Our Current Workflow

As shown in the above image:

  1. The source code is managed in the CodeCommit Repository.
  2. At the time of deployment, the code is fetched from the CodeCommit repository, and then the build process triggers.
  3. During the build process, it downloads all the required packages from the Public Registry, once downloaded it creates an archive of the build artifact and deploys it to the server/lambda wherever is required.

Problem Statement

The major issue which we face here is that we do not have any control over the modules or the packages which were required to build the application and were downloaded from the public registry on the fly. This poses multifold risks as follows:

  1. The package could be no longer maintained or removed from the Public Registry.
  2. The mentioned package version is removed from the Public Registry.
  3. No control over the authenticity of publicly available packages.
  4. No process to check code quality, duplicity whenever a new package is used from Public Registry.

All this leads to either breaking the build process and if the application gets deployed succesfully, there are chances that unregulated public packages might break the application functionality in general.

Proposed Workflow (Integrating AWS Code Artifact)

In the below diagram, the major change is in the part from where we fetch the software packages.

New Proposed Workflow
  1. We decided to have our private package repository / Artifact store which will save all the required packages in a single place.
  2. With this we ensured that if the package is removed/upgraded from Public Repository the package version which we need would still be available to us in a private repository.
  3. Our Private Domain in CodeArtifact will contain only verified software packages.

Changes required in Current Process

We have introduced a new role called Artifact Manager who is now responsible for managing all the required packages in Private Repository with complete control.

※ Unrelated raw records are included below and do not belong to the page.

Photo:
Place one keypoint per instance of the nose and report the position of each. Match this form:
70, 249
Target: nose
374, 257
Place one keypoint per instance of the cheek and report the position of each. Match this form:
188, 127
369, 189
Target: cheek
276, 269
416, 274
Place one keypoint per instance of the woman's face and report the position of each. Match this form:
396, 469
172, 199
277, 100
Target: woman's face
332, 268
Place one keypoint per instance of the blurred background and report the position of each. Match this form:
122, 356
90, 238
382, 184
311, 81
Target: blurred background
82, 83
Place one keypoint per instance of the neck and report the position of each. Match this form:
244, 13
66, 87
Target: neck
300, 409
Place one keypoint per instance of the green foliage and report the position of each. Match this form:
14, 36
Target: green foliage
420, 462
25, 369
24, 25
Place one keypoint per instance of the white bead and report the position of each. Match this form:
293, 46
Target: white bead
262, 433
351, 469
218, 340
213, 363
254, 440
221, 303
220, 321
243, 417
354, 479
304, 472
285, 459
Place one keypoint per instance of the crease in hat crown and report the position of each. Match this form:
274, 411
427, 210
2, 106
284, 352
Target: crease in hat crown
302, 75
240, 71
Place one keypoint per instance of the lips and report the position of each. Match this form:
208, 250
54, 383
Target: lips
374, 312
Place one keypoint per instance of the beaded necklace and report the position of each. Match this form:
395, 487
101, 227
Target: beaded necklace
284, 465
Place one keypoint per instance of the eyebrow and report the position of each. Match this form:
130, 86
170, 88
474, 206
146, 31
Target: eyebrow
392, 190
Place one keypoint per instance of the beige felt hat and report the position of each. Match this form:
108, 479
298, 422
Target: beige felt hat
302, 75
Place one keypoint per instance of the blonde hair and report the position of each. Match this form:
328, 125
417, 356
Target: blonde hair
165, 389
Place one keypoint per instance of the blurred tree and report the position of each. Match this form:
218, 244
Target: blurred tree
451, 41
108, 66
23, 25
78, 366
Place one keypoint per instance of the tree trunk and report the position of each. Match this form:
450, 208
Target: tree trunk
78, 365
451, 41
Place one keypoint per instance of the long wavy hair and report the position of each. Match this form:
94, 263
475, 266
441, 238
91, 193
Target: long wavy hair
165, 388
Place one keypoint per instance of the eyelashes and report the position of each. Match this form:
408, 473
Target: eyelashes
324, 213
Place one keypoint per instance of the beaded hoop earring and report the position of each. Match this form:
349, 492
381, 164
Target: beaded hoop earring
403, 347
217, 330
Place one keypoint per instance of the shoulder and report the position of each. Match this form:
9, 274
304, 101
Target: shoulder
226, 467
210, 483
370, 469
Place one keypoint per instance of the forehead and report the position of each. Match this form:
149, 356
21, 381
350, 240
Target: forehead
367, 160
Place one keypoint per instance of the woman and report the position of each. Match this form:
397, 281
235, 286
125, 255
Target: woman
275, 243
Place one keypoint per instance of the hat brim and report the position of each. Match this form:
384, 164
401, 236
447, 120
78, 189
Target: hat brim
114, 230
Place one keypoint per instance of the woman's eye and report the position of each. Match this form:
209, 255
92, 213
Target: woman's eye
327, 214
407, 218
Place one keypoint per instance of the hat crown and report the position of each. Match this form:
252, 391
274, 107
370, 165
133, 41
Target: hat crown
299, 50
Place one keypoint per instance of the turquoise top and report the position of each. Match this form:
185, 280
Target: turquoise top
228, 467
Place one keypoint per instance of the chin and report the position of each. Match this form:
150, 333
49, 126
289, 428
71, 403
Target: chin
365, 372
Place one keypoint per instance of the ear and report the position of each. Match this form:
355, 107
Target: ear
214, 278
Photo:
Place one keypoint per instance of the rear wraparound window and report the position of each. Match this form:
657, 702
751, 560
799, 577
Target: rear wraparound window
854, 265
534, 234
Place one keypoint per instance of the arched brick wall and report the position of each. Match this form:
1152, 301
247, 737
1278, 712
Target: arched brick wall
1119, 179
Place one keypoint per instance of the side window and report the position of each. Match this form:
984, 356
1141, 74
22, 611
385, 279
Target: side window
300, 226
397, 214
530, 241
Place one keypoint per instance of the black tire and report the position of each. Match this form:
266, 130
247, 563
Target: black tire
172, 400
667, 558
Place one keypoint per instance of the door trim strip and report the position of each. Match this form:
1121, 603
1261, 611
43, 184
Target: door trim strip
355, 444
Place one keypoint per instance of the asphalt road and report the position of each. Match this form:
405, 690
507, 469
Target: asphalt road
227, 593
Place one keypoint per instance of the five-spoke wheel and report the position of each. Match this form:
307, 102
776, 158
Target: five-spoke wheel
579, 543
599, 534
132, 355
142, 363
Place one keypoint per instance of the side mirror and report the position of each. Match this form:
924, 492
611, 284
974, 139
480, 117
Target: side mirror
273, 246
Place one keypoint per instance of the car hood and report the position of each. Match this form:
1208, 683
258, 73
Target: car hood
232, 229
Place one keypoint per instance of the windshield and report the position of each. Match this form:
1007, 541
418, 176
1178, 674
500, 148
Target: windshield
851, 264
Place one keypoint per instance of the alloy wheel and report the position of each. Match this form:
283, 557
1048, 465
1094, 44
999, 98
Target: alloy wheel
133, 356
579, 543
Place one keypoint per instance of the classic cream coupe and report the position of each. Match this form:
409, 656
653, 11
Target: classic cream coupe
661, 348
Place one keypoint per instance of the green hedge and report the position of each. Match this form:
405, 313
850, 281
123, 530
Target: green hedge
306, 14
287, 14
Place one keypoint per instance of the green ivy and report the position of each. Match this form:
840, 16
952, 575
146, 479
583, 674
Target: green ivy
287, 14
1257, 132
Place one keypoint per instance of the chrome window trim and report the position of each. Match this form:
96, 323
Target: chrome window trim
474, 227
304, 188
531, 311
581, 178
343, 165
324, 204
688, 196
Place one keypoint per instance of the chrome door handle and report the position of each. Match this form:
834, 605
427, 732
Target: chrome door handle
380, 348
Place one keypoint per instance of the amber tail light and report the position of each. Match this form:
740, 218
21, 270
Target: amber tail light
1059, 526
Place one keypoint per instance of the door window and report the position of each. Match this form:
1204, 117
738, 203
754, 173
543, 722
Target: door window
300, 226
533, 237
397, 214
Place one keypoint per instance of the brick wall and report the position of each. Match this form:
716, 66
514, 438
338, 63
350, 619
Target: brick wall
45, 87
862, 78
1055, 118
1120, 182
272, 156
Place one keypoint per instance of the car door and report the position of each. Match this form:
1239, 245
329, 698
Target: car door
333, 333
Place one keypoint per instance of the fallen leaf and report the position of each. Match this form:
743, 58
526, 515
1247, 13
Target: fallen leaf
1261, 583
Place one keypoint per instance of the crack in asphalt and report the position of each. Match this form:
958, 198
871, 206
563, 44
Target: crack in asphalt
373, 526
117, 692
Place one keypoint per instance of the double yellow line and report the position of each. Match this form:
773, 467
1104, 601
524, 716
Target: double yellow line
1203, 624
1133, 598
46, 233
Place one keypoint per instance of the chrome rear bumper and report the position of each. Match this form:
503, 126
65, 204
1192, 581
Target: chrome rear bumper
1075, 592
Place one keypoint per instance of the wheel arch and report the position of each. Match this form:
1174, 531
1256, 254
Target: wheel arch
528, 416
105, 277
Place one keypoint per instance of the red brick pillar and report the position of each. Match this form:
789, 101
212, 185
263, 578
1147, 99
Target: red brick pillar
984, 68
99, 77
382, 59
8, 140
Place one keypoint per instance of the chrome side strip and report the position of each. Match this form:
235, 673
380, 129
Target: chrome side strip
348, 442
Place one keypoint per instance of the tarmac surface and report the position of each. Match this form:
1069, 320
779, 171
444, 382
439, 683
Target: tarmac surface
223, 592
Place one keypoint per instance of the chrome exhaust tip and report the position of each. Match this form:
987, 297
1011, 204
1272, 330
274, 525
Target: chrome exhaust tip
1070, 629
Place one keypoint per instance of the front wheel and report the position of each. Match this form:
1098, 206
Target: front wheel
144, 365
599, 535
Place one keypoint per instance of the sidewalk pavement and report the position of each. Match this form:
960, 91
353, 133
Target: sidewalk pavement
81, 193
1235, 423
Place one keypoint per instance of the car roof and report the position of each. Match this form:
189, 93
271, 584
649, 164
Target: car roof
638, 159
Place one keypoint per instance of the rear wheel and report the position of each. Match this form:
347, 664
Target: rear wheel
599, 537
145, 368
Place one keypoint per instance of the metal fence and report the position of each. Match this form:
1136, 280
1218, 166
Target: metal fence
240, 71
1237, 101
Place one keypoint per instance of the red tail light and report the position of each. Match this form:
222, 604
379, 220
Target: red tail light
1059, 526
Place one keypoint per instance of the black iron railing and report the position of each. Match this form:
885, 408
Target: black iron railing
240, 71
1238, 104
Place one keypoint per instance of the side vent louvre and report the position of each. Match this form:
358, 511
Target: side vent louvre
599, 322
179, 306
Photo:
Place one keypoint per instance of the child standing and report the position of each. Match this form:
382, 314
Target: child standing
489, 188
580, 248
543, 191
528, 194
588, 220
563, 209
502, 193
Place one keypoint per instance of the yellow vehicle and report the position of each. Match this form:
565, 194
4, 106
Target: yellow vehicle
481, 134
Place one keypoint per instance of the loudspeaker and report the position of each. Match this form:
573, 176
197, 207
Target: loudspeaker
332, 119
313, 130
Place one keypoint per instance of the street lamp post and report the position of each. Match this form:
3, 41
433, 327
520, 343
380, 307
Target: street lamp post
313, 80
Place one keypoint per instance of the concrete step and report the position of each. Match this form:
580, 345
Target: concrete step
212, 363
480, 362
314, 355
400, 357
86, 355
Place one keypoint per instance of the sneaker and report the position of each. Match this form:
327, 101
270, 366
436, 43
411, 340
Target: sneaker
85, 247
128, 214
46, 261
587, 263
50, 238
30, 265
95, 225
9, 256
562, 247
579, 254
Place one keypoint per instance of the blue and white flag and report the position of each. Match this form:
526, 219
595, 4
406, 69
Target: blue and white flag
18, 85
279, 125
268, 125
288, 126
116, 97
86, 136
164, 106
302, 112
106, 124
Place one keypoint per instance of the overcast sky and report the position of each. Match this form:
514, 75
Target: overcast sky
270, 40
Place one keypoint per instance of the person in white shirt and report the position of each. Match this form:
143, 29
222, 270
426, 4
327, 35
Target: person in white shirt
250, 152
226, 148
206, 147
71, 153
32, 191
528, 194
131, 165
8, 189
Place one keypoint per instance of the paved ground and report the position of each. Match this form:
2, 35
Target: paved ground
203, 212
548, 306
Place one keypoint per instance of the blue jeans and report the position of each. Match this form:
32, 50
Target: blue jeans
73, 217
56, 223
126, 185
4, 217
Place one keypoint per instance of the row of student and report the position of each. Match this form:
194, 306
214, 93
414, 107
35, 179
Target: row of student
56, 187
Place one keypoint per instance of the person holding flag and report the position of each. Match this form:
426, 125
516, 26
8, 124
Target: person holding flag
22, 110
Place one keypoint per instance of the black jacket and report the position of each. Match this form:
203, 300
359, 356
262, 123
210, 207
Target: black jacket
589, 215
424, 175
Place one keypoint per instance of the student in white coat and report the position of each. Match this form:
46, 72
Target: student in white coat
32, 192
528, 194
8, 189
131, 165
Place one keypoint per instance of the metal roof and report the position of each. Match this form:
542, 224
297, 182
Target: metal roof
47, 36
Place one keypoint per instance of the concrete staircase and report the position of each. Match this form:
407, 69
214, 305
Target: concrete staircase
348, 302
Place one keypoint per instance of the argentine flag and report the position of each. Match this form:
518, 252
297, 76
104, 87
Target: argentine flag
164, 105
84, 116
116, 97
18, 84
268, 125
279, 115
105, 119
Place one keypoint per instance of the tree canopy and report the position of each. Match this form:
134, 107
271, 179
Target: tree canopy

The changes would be required in the process of how we fetch and maintain our Packages and also the related deployment process. With the introduction of CodeArtifact, our process is now two-step (as mentioned below) and a package has to go through this cycle before it can become part of our repository:

Step 1: Publish packages to CodeArtifact repository.

Publishing to the Private Repository will become a responsibility of Artifact Managers who would be responsible for the authenticity, non-duplicity, and availability of the software packages in the private repositories.

Step 2: Consume private packages from CodeArtifact during deployment process.

The changes in the deployment process are summed up as below:

  • For NodeJS packages — using the Code Artifact repository as the sole package manager.
  • IAM roles to be updated such that the required resources can access the code artifact repository.